Paperspoons, your family needs to understand what goes on in your son’s head. Not every ADD-er is the same remember that. The whole thinking process is different. We, Adder’s, don’t process information the same way. So when you son asks you to repeat yourself or he doesn’t understand something or doesn’t follow directions the right way don’t get upset with him, he probably can’t. School will be tuff and will seem like he’s not as bright as the other children, that’s not the case. If he gets the right help he’ll succeed. I didn’t. Explain it to your family like this, it always helps for me, your brain is like a filing cabinet, when you take in information, it’s sorted into different files for later use. When it’s time to retrieve it, we can’t, it’s no where to be found. It’s there, we learned it but we can’t find it in there. It makes it difficult to take tests, to relay information to a teacher, co-worker or who ever. This is the most difficult deficit I have to deal with and probably the one most people don’t understand. Be patient and don’t give him what he can’t handle. And remember education is the best understanding. There are so many resources out there and maybe if your family new exactly what it was and not just being hyper or not being able to focus because there’s way more to it, they would understand and except it. My husband did.
thank you for letting me vent. that felt good. I very passionate about this subject and I don’t take it very lightly. It frustrates me when people aren’t educated and don’t understand that it’s not these kids fault. It’s not that they don’t want to it’s that they really can’t.
capricorn1966 A freespirited ADDer who enjoys life the only way she knows how.
that was really long, sorry.
Oh, I understand Capricorn. I could have written your post myself. I was diagnosed with ADHD at age 15. That was 15 years ago. The thing is they didn’t really accept me for who I was either. They pushed me and angered when I couldn’t do things as they expected me to. I never found someone who could educate me either. My mother expected the school to do it and the school expected my mother to do it…neither one did anything. My mom was too wrapped up in her own world juggling two jobs and going to school part-time. She didn’t have the time or patience to deal with me. I dropped out of high school as a result.
So,I know how tough it is. I still struggle with it daily. I wasn’t hyper though so I think as you said, uneducated as they were, they didn’t agree with the diagnosis and that was that. They thought I didn’t study enough, or I was lazy.
They think my son is just “bored”. I think they are just unwilling to really see it for what it is. They think I’m not a firm enough parent even though they have difficulties with him as well. Anyway, just too much to write about here, but just wanted to respond that I do understand what it’s like to live and struggle with ADHD.
thank you, it’s nice to know I’m not alone.
My son in 8 and has just been diagnosed with ADHD. Please understand that I am extremely passionate about this. For almost 9 years I have been telling everyone that will listen that ADHD is a fad and will die off one day to be replaced by something new.

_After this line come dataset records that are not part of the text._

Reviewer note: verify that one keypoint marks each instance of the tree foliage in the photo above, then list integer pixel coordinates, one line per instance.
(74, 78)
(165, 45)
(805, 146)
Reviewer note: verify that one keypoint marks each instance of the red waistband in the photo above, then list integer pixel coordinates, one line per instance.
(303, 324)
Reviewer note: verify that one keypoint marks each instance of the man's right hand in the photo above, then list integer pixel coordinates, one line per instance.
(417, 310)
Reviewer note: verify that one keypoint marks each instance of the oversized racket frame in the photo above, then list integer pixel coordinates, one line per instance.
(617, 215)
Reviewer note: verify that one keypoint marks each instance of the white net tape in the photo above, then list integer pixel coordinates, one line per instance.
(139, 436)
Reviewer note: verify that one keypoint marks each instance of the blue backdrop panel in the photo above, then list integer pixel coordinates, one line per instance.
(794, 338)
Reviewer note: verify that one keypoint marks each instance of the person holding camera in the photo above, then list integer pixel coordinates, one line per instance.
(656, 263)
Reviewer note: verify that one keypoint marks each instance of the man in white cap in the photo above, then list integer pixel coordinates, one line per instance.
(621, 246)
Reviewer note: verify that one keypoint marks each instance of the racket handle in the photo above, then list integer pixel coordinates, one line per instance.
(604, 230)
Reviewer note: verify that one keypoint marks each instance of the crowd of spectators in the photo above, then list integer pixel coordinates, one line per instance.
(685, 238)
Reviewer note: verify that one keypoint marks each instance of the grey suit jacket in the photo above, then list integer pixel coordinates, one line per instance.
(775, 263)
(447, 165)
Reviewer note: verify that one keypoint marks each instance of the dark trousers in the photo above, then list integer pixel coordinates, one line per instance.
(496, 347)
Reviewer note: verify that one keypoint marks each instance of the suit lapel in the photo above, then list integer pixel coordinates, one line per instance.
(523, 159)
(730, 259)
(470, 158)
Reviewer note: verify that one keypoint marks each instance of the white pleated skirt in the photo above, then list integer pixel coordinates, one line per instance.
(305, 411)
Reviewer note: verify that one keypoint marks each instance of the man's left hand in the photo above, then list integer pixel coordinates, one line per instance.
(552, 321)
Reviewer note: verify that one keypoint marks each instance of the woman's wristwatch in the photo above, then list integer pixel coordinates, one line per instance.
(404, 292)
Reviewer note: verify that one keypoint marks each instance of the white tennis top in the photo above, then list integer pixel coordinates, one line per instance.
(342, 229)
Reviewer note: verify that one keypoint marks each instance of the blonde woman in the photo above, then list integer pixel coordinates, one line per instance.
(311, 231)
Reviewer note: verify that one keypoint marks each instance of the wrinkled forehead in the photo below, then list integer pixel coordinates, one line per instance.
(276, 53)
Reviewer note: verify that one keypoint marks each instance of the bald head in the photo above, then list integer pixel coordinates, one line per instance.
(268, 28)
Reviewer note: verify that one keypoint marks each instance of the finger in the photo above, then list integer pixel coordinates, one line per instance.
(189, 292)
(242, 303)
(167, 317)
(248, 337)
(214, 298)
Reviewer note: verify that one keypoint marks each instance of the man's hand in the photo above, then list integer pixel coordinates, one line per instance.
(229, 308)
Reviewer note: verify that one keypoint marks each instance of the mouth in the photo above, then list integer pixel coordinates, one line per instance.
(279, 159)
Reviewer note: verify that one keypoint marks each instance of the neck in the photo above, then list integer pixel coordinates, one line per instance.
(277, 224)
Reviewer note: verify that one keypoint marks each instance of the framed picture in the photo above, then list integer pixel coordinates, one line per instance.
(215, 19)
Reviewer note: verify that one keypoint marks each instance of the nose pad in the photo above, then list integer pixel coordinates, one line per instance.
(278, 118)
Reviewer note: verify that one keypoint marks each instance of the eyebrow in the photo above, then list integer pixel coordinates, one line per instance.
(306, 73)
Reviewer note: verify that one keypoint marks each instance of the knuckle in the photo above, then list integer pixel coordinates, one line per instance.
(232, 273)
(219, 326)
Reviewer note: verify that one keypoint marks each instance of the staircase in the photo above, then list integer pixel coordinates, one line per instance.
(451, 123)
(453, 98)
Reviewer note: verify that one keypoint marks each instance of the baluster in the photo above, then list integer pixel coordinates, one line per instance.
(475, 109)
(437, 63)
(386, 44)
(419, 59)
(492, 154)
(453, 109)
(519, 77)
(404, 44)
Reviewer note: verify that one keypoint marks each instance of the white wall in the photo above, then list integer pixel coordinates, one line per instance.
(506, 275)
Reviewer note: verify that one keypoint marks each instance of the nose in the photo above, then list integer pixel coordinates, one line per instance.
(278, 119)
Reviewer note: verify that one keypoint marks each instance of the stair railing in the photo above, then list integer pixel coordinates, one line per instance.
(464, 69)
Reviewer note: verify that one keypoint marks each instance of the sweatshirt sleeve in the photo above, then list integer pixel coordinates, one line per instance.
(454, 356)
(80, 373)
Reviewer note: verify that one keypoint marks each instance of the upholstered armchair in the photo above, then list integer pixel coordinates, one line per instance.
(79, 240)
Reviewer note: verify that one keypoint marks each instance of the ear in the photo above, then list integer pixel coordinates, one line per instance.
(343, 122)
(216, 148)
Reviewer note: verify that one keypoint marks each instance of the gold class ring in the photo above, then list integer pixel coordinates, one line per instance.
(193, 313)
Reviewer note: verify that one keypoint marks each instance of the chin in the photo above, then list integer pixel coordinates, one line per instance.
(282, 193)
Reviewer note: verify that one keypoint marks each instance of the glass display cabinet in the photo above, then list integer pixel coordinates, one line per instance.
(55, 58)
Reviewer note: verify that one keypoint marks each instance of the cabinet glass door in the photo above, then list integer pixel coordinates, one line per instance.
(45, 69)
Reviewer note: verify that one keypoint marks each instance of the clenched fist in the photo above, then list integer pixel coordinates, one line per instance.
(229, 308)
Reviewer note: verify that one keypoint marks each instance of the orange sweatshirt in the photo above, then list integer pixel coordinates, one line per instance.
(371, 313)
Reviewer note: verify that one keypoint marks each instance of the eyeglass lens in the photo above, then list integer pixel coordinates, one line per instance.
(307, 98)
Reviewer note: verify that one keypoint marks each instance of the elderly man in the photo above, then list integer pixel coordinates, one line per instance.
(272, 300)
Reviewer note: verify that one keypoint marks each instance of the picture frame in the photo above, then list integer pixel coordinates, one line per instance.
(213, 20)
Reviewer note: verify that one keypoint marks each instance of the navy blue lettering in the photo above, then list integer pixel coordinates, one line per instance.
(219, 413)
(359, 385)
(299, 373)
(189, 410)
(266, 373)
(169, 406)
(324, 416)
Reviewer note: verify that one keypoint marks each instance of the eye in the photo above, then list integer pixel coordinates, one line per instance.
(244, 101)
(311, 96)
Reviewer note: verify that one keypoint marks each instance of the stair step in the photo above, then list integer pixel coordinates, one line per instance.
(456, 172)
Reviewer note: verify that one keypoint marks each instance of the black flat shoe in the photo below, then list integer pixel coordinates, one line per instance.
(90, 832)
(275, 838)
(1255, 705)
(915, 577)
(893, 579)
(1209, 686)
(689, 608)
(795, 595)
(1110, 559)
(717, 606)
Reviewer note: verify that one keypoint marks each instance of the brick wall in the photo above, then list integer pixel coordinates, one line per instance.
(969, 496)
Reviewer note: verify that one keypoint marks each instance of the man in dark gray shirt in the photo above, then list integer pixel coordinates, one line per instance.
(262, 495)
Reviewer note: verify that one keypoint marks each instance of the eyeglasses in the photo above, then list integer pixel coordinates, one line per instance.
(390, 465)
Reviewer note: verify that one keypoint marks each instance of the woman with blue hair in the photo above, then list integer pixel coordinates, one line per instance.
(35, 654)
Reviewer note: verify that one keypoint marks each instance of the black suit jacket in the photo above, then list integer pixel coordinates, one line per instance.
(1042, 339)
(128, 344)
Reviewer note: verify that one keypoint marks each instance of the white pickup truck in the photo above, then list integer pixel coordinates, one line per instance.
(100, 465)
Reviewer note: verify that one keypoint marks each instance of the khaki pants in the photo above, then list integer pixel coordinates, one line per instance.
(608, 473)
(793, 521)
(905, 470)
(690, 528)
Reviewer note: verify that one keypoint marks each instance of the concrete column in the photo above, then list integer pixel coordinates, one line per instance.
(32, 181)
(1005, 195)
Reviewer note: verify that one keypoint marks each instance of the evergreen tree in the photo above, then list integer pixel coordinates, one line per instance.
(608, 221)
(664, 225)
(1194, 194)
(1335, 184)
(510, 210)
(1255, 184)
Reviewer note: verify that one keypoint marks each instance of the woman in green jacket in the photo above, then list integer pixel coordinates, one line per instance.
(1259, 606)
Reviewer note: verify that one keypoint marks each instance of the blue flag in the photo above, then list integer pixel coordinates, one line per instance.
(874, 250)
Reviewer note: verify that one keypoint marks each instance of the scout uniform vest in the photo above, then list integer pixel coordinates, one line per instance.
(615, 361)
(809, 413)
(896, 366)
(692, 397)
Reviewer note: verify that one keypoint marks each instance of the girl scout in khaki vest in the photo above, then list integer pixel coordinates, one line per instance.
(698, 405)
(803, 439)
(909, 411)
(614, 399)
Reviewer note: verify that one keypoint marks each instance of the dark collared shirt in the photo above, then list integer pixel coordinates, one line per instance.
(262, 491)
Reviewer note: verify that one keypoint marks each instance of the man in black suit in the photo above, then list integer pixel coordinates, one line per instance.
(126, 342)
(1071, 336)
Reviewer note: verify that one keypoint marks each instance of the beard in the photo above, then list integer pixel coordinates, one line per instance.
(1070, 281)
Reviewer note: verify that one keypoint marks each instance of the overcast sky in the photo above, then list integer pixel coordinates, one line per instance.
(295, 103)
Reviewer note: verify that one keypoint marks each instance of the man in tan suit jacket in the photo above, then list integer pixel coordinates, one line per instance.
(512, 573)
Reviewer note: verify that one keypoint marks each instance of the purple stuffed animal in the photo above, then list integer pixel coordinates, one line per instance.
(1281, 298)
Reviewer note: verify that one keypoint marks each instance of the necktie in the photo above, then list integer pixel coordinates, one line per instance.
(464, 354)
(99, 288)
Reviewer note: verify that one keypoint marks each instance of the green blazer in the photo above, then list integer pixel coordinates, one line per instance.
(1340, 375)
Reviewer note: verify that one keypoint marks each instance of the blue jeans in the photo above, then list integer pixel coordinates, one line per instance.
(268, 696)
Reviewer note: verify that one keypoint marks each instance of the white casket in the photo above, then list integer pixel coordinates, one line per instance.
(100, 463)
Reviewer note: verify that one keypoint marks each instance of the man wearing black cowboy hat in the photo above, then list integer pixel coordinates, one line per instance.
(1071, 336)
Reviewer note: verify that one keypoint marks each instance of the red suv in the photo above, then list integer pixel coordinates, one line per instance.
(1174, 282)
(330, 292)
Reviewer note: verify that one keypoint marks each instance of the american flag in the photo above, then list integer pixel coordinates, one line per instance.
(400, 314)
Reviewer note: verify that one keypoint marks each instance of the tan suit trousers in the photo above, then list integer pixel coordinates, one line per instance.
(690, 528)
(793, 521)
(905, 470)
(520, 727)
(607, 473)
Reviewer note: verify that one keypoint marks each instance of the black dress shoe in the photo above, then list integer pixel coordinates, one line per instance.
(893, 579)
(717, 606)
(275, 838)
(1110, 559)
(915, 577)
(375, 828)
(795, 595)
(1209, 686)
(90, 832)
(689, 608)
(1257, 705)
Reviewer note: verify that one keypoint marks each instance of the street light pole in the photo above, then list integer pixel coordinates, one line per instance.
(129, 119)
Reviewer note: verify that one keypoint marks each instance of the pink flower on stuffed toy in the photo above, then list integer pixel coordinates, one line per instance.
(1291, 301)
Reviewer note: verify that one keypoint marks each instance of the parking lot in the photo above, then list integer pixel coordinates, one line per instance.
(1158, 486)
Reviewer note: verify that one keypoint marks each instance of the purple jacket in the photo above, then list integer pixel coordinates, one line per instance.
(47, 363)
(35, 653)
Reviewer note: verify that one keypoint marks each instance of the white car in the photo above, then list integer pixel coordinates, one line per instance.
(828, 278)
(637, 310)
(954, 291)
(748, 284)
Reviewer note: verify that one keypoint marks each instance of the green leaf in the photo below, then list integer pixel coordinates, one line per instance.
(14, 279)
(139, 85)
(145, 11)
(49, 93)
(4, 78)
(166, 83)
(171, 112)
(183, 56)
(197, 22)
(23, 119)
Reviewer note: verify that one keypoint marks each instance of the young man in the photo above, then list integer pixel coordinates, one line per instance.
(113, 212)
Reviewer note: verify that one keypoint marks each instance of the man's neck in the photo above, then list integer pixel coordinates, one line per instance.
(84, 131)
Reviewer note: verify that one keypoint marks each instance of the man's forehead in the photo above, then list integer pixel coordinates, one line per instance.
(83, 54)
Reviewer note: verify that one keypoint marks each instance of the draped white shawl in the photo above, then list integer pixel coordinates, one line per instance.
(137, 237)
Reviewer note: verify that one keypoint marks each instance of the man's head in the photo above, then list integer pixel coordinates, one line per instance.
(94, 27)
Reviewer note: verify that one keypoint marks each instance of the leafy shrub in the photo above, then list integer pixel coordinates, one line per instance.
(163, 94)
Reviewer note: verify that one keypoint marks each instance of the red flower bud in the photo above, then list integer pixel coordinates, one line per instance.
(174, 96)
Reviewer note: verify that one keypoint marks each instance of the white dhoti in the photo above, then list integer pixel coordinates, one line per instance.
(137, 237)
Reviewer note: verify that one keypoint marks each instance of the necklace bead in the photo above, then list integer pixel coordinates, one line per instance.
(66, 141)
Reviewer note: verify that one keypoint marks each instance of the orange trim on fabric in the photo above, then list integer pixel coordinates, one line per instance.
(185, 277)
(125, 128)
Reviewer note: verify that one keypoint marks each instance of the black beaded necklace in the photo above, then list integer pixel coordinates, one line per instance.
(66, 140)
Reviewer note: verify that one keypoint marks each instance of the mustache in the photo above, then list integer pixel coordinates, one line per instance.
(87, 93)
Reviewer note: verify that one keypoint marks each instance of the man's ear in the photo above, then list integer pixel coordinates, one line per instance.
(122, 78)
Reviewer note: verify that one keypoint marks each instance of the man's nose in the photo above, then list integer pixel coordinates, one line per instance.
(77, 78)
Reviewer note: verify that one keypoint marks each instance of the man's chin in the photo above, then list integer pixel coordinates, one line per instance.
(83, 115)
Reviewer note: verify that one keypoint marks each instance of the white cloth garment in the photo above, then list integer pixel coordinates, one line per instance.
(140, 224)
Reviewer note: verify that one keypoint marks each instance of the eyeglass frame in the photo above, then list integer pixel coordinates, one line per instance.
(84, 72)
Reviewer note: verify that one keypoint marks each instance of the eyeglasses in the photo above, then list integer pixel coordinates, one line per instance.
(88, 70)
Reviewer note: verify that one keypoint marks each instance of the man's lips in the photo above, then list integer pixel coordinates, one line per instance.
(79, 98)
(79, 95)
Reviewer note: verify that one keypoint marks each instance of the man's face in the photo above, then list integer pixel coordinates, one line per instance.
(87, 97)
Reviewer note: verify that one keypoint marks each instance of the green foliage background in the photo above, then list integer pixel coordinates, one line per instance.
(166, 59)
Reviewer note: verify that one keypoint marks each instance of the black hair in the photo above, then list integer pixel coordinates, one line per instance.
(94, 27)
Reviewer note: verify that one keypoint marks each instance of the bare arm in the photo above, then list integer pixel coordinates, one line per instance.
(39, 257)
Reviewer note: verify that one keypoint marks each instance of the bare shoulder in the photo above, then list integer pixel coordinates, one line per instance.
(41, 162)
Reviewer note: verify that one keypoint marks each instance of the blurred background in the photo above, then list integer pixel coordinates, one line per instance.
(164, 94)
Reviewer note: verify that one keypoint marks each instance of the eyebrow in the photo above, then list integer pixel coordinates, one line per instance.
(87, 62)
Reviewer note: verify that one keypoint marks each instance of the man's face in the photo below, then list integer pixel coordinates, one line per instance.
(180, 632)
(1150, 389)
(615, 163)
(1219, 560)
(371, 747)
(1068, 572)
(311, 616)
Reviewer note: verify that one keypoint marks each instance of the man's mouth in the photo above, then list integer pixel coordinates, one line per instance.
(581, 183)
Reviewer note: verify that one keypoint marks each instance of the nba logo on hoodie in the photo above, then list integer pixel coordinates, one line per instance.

I have a great kid. Many friends, does really well at school (always in the 80@), plays 3 sports…..
Then I get this letter from school. ‘Get your child to a doctor. Now!’ I was shattered. I cried for hours. Who are these people that are seeing a monster where in fact there is only a lovable little boy.
Well, the little boy is still lovable and there but mom has to come to terms with accepting that he is different and learn how to get the best out of him.
My worst is that the chance is pretty great that he may have to go on meds. What I have read about that is absolutely scary. How do you put your child on drugs that can alter his personality????
Does anyone have words of comfort for me?